What about coffee. And smoking?

The caffeine in coffee is well-known to make sleep more difficult. Even a single cup of coffee in the afternoon might be enough to make it virtually impossible to fall asleep. Alcohol, on the other hand, relaxes your body and slows down your nervous system. Good, right? No. Because your body may have to spend the entire night dealing with the negative effects of alcohol. So instead of getting a fair chance to rest, it has to work. Since alcohol also relaxes your throat muscles, it makes you more prone to snoring.

It is also known that smokers have a harder time falling asleep and staying asleep. The nicotine in tobacco affects your body in many ways. Like alcohol, it also tends to prevent your body from total relaxation.


Six steps towards better sleep

There are 6 factors that play a significant role in your night-time sleep quality, which in turn affect your energy, health, and happiness the following day.

Step 1

The first one, comfort, is also the most important. A comfortable mattress, a pillow that fits your sleeping position and the right duvet is vital for good sleep. Whether you should have a firm or a soft bed comes down to your sleeping position. Choosing a pillow is also very personal. Your pillow should fit your taste but also your sleeping position and go well with your mattress.

Step 2

The second factor is light. Ideally, the bedroom should be as dark as possible, which sometimes is easier said than done. Blackout curtains and blinds can make a big difference by keeping natural light and city lights out. If nothing else works, an eye mask will do the job. Another thing to consider is the colour of the light. Warm light is the best option as you are getting ready to sleep.
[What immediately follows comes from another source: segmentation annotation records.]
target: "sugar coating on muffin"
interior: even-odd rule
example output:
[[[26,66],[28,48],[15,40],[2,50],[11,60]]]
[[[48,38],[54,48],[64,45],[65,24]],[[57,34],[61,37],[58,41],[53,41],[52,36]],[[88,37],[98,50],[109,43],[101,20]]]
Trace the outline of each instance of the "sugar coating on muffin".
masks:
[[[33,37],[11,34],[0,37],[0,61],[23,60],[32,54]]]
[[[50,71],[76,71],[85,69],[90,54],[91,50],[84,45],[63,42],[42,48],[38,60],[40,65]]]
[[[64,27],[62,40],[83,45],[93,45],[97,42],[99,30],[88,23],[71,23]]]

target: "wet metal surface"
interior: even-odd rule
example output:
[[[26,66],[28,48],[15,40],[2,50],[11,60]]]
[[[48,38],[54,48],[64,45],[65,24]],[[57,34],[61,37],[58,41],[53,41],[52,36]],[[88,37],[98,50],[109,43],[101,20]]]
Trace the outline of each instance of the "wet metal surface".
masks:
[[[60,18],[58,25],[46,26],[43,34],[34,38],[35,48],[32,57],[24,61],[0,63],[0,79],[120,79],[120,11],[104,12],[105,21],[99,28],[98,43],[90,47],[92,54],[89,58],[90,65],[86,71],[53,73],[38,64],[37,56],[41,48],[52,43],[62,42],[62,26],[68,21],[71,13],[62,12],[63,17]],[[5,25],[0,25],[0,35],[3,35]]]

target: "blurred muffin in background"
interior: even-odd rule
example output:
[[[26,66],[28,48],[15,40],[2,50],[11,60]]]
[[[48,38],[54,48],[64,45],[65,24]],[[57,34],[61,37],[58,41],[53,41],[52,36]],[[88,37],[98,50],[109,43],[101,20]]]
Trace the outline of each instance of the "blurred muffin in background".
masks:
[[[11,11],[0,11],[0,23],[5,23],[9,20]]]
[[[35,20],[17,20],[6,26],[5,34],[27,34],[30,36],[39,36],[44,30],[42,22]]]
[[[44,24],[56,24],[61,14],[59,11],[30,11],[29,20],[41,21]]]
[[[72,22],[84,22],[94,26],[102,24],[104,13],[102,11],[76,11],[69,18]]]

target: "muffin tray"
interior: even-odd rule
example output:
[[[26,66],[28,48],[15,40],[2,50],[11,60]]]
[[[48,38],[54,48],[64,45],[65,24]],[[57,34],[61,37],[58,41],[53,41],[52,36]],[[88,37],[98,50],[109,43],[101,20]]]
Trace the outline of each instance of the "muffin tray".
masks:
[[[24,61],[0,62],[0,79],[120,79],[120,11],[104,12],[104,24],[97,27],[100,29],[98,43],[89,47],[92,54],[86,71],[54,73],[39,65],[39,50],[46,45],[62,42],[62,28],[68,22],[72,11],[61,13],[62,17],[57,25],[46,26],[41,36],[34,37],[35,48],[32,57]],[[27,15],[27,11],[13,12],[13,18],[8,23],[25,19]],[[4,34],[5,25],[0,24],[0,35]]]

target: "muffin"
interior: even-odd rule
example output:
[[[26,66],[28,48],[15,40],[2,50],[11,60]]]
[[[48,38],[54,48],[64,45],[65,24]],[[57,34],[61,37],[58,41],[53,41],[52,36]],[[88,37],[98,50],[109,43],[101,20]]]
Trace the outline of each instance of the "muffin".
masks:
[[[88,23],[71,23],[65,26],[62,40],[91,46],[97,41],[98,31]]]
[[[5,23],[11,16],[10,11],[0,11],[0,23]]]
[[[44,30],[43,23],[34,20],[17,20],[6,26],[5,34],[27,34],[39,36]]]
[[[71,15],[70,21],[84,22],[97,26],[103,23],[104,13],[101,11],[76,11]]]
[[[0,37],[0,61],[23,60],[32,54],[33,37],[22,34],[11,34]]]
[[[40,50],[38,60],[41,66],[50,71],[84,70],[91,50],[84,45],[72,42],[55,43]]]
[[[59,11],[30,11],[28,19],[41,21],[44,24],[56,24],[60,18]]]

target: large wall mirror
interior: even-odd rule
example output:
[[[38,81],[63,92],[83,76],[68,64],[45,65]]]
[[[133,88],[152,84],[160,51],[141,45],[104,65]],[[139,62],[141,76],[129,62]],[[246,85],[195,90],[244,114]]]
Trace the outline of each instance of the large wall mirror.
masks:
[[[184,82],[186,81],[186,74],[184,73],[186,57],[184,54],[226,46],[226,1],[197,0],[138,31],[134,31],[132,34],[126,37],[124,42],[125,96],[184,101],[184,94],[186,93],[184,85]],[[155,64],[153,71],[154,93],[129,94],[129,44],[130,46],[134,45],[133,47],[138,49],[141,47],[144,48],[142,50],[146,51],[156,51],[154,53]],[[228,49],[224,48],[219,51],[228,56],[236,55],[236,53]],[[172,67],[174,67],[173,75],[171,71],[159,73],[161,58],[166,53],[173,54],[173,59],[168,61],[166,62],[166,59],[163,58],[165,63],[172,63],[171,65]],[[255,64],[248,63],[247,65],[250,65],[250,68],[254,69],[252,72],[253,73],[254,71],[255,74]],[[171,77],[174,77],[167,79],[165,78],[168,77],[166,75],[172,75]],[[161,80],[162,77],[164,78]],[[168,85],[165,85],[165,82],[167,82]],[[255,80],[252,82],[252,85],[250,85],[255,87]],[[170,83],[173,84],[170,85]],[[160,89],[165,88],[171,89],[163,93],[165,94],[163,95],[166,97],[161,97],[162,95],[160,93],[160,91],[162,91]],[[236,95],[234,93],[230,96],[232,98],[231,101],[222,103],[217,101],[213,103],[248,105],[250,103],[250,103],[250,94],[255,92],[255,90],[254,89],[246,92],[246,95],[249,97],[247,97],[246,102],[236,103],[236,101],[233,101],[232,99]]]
A dimmable bulb where you can change the warmth of the light can be a really good investment.

Step 3

Temperature is the next factor to consider. The most perfect bedroom temperature is between 16 and 17° C. However a good guideline is between 13-20° C.

Step 4

Next of the six most important factors for good sleep is sound. In a perfect world, your bedroom should be an oasis of calm. A place protected against unwanted and intrusive sounds that can interfere with a good night’s sleep. Keeping sound out can be a real challenge. Soft furnishings, like heavy curtains and thick carpets help to isolate the bedroom and also dampens vibrations.

Step 5

Air quality is the fifth factor. In many parts of the world, keeping your home free from pollutions is a big issue. And since we spend so much time in bed, it's more important in the sleeping area. A fan, an AC unit, an air purifier or some green plants (preferably aloe vera or spider plant) make a big difference. It's also important to make sure that the air in the sleeping area isn't too humid. Too much humidity prevents moisture evaporating from our body, making us feel uncomfortably hot and sticky.

Step 6

Last but not least – colours and furnishings. As you might know, colours affect our mind in different ways. The best, as in the most relaxing, bedroom colours are blue, yellow and green. The least favourable alternative for good sleep? Purple.

When it comes to furnishings in the bedroom it's quite simple. Keep it simple and keep the clutter under control. The less clutter you have, the likelier it is that you will sleep well. And feel well as you wake up.